I almost run into Hedeon in the common room on the fourth floor.

“Hey,” he grunts, his face unshaven and his stubble dark against his skin. “Did you make muffins for me?”

“I didn’t make them,” I say. “But I dropped them off. Felt bad about dragging you into that thing with Estas last night.”

“Don’t worry about it.” Hedeon shrugs.

I notice that he’s still wearing his rumpled dress shirt and trousers, like he hasn’t gone to bed yet.

“Did you sleep in here?” I say, nodding toward the battered sofa.

“Didn’t sleep at all,” Hedeon says.

The dark shadows under his eyes confirm it.

“What’s wrong,” I say, “Didn’t get enough dances with Cara?”

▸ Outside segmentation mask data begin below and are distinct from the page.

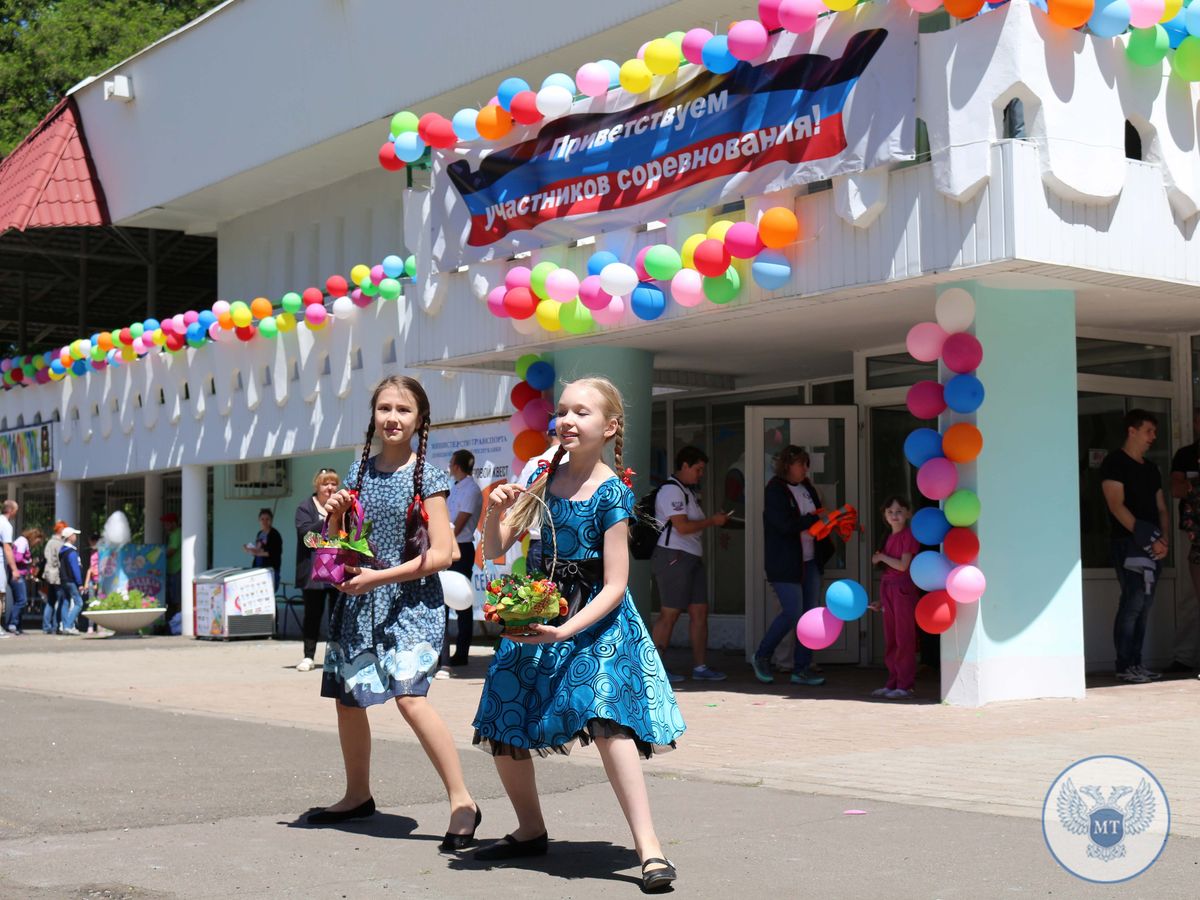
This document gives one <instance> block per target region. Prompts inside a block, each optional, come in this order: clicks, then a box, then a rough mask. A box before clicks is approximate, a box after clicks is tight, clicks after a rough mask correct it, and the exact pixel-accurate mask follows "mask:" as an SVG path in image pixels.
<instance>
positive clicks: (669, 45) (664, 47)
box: [643, 37, 679, 74]
mask: <svg viewBox="0 0 1200 900" xmlns="http://www.w3.org/2000/svg"><path fill="white" fill-rule="evenodd" d="M643 59H644V60H646V66H647V68H649V70H650V71H652V72H653V73H654V74H671V73H672V72H674V71H676V70H677V68H679V48H678V47H677V46H676V44H674V43H672V42H671V41H668V40H667V38H665V37H656V38H654V40H653V41H650V42H649V43H648V44H646V53H644V54H643Z"/></svg>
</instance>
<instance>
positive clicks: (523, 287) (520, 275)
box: [504, 265, 533, 290]
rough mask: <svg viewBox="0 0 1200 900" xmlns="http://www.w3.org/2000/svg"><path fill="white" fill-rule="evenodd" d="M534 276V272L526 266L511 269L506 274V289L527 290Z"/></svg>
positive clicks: (505, 282) (519, 266)
mask: <svg viewBox="0 0 1200 900" xmlns="http://www.w3.org/2000/svg"><path fill="white" fill-rule="evenodd" d="M532 276H533V272H532V271H530V270H529V268H528V266H524V265H518V266H516V268H514V269H509V270H508V271H506V272H505V274H504V287H506V288H508V289H509V290H512V288H527V287H529V280H530V277H532Z"/></svg>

“Cara is perfection,” Hedeon says quietly. “Way too fucking good for me.”

He doesn’t say it like he’s trying to be convinced otherwise—he’s just stating a simple truth.

“I think she likes you,” I tell him.

Hedeon ignores this.

“Did you see Sabrina Gallo dancing with Ilsa Markov?” he says.

“Yeah.” I nod, my cock trying to stir at the memory of Nix sandwiched between the two girls, Ilsa Markov cupping her breasts from behind while she took Sabrina’s face in her hands and kissed her . . .

“Pretty hard to miss it,” I say.

Hedeon nods. “Everyone was watching. Including the Chancellor.”

My stomach does a long, slow flip.

“Well,” I say, with a fake chuckle. “He’s only human.”

“He was talking to Sabrina after the Quartum Bellum,” Hedeon says. “And he let her off easy the first day of school, after she clocked Estas.”

“He didn’t punish Nix, either,” I say, trying to hide my pounding pulse.

“I think he’s got a thing for her,” Hedeon insists.

I take three slow breaths, my brain racing behind my dull expression.

“So what if he does?”

“I think he has a type,” Hedeon says. “He likes them young. Dark-haired. And wild. Just like my mother.”

The silence stretches between us, Hedeon’s angry stare drilling into me, with all the heat of his long-suppressed rage.

“If he’s your father . . .” I say, “Then what are you going to do?”

With calm surety, Hedeon replies, “I’m going to kill him.”

 

 

25

 

 

Nix

 

 

My head is spinning from my hookup with Ares. I’ve never been so turned on in my life. I felt like I was high, every sense amplified.

And at the same time, I felt more myself than ever.

The whole reason I wanted to come to Kingmakers was to feel free and unrestricted. To find experiences and new relationships.

I’m definitely getting exactly what I wanted, more than I even imagined . . .

My only concern is that things might be awkward with Sabrina now. I value her as a friend, and I hope I didn’t fuck that up by satisfying my curiosity about those sultry lips of hers.